Con Yapeyú emergía su condición clandestina de padre. El fruto prohibido.

El silencio impuesto.

La culpa, al cabo.

—No pretendo ahondar en su vida íntima. —José cortó la cuerda de sus recuerdos, que se había tensado—. Jamás osaría inmiscuirme —mintió, deseaba preguntarle mucho más—. Tan solo advertirle de que puede que Carlos vaya a necesitarlo por un asunto que, en su caso, sí es de clara intimidad. Escúchele como me escucharía a mí, como a un hombre hecho y derecho. Como a un joven que le necesita. —Tragó saliva; se oía su respiración.

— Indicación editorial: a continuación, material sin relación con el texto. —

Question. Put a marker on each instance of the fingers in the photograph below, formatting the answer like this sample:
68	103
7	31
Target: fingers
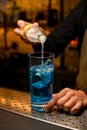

—He de marcharme. —De pronto Diego sintió que no podía soportar seguir con aquello—. Le reitero mi enhorabuena por su actuación. Me ha demostrado su valentía, aunque no tenía dudas sobre ella. —Dicho esto, dio media vuelta y se marchó.

Tampoco San Martín habría podido soportar que la conversación con Alvear hubiera continuado. Lo vio alejarse con prisa mientras él se quedó naufragando a la deriva de inexistentes respuestas.